Sarah Hershberger, who recently turned 11, her parents and the couple’s baby daughter now are in hiding in the United States, Isaac Keim said.
The family left the small Amish community where they live in rural northeast Ohio just days before a state appeals court appointed a guardian in October to take over medical decisions for the Sarah, said Keim, who told the Akron Beacon Journal that he accompanied them to the unnamed clinic.
The Hershbergers have been fighting doctors at Akron’s Children’s Hospital in court for months after the parents decided to halt the treatments because they were making Sarah sick.
Doctors say her leukemia is treatable, but say she will die within a year without chemotherapy.

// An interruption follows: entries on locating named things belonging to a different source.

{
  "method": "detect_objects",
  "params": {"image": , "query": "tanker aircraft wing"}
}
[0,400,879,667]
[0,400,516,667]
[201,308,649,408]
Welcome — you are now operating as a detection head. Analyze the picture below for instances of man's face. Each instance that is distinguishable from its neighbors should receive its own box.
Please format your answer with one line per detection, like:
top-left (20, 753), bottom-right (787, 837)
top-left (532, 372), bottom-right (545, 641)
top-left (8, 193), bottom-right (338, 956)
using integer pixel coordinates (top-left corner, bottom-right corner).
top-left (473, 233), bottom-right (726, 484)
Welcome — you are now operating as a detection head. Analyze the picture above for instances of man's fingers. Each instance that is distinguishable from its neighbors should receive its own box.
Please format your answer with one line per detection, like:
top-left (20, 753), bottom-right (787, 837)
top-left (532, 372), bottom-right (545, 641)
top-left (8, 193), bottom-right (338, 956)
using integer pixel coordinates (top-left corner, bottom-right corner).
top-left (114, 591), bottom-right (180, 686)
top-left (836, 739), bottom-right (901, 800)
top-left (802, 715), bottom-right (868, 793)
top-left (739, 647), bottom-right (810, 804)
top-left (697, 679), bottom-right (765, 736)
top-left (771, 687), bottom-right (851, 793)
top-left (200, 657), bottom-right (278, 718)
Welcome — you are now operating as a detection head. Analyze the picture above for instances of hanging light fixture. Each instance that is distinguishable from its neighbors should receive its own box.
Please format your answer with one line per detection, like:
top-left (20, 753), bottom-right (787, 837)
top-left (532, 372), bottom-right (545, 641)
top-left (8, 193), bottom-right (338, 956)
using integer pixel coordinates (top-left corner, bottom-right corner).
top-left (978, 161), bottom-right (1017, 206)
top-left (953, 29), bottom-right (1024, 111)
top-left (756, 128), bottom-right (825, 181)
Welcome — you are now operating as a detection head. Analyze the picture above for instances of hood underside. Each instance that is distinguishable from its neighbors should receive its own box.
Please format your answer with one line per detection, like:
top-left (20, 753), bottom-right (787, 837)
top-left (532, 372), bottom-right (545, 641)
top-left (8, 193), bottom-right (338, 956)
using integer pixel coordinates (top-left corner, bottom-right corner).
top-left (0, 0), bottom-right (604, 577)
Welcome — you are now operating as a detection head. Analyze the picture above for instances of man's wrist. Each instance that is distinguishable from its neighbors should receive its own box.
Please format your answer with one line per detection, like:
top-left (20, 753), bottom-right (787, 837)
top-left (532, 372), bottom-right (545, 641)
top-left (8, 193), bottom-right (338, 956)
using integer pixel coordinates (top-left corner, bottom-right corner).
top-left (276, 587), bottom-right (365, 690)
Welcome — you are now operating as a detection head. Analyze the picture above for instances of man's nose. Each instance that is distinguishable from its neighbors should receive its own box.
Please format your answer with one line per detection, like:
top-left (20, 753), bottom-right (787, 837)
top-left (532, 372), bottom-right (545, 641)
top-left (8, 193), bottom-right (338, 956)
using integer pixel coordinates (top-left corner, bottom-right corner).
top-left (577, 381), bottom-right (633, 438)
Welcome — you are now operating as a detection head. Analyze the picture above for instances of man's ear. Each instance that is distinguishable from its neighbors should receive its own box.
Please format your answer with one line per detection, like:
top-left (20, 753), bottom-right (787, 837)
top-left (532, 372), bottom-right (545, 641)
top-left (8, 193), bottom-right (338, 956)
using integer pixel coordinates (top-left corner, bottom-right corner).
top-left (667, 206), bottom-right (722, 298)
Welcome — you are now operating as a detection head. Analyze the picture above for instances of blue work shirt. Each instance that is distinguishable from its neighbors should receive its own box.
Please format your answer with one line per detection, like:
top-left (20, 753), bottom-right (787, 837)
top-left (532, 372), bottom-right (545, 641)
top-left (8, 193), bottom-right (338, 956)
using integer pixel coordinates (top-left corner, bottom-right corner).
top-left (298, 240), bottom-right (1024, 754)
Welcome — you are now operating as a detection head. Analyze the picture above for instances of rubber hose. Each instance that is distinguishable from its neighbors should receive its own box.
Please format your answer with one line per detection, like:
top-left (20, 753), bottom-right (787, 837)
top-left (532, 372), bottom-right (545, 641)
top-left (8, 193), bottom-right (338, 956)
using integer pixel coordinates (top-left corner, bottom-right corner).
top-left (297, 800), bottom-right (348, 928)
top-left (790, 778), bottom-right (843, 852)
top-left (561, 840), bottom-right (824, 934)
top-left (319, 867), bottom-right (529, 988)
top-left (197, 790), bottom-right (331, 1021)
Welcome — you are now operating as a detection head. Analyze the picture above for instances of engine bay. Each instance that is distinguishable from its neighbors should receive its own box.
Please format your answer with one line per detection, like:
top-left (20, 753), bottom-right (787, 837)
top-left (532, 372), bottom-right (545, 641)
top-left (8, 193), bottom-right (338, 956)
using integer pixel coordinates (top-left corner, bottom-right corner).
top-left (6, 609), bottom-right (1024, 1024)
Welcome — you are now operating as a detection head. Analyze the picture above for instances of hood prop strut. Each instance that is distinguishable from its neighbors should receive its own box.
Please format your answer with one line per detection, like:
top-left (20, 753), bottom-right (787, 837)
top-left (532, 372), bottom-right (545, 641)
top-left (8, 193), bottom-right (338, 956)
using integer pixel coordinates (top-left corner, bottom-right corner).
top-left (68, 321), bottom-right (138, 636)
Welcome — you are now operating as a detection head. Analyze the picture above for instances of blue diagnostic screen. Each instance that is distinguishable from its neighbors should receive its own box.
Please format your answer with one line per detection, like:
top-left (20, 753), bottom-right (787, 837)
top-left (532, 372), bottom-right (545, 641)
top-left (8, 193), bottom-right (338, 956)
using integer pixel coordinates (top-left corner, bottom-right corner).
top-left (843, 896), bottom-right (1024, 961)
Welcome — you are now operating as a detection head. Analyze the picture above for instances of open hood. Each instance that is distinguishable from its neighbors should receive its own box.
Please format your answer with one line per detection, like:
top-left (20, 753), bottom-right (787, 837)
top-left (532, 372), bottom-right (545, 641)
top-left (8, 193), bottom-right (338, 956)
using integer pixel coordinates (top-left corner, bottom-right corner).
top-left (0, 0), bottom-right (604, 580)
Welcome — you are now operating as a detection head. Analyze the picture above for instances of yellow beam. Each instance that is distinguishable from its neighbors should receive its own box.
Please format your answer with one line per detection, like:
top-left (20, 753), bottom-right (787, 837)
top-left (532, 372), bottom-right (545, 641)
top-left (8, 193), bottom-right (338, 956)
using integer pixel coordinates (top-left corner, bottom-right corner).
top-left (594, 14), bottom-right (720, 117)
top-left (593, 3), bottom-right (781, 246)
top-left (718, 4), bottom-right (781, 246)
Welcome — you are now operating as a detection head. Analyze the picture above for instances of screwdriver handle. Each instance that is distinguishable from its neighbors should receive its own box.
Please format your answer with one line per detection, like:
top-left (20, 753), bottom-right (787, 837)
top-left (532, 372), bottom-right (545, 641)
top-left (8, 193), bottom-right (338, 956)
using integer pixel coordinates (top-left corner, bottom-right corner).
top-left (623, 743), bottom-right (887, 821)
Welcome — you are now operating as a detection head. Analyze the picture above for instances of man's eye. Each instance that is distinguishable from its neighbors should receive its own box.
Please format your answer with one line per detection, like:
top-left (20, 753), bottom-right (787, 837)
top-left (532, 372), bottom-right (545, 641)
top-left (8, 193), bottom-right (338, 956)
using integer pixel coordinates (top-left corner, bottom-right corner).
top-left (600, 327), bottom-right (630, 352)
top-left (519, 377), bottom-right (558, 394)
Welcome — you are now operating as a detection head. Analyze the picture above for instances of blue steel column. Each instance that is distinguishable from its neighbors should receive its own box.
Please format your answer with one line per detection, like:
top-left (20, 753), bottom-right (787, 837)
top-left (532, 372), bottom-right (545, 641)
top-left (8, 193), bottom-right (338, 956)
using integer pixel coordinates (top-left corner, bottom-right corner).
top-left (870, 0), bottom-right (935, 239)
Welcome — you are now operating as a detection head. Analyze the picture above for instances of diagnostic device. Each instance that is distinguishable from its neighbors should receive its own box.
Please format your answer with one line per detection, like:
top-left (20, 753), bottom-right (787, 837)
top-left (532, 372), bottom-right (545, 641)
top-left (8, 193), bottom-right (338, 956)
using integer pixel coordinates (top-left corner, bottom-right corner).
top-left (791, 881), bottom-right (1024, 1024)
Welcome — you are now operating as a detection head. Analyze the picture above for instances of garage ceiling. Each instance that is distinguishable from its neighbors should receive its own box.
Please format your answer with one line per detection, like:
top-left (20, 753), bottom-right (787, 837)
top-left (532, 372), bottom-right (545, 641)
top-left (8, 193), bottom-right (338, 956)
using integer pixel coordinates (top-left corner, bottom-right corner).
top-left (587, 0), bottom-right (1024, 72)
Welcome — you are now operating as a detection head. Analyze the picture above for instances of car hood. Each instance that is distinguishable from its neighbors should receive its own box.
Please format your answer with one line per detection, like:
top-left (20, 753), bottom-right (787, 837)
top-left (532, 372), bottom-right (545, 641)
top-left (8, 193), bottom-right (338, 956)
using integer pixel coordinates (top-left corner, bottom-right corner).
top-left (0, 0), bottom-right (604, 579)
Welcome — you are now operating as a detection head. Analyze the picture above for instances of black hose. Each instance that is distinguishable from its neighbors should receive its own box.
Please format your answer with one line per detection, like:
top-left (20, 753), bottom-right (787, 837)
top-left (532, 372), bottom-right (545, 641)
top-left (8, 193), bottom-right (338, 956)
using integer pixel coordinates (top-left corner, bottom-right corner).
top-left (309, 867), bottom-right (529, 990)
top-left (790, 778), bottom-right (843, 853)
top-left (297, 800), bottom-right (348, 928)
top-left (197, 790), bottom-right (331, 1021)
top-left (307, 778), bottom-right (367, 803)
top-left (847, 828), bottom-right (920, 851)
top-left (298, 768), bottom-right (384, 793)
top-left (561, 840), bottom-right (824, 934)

The hospital sought to force treatment after the family opted to try natural medicines, such as herbs and vitamins.
The family has appealed the court decision that gave an attorney who’s also a registered nurse limited guardianship over Sarah. They don’t plan on returning until the ruling is reversed.
“What kind of gift would that be, if we could get this resolved and they can come back home without a fear of being in contempt of court or having their child snatched away,” Keim said. “We’re praying every day that this thing can be resolved and get their lives back together.”
The Hershberger’s five other children are staying with community members near their farm outside the village of Spencer in Medina County, about 35 miles southwest of Cleveland.
Keim said that CT scans and blood tests show that the natural treatments are working. He said she is cancer-free.
“She’s a vibrant, healthy girl,” Keim said.
The Amish are deeply religious and shun many facets of modern life, but they don’t reject modern medicine.
Andy Hershberger said this past summer that the family agreed to begin two years of chemotherapy for Sarah last spring but stopped treatment in June because it was making her extremely sick.
Officials at Akron’s Children’s Hospital have said they are morally and legally obligated to make sure the girl receives proper care. They said the girl’s illness, lymphoblastic lymphoma, is an aggressive form of non-Hodgkin lymphoma, but there is a high survival rate with treatment.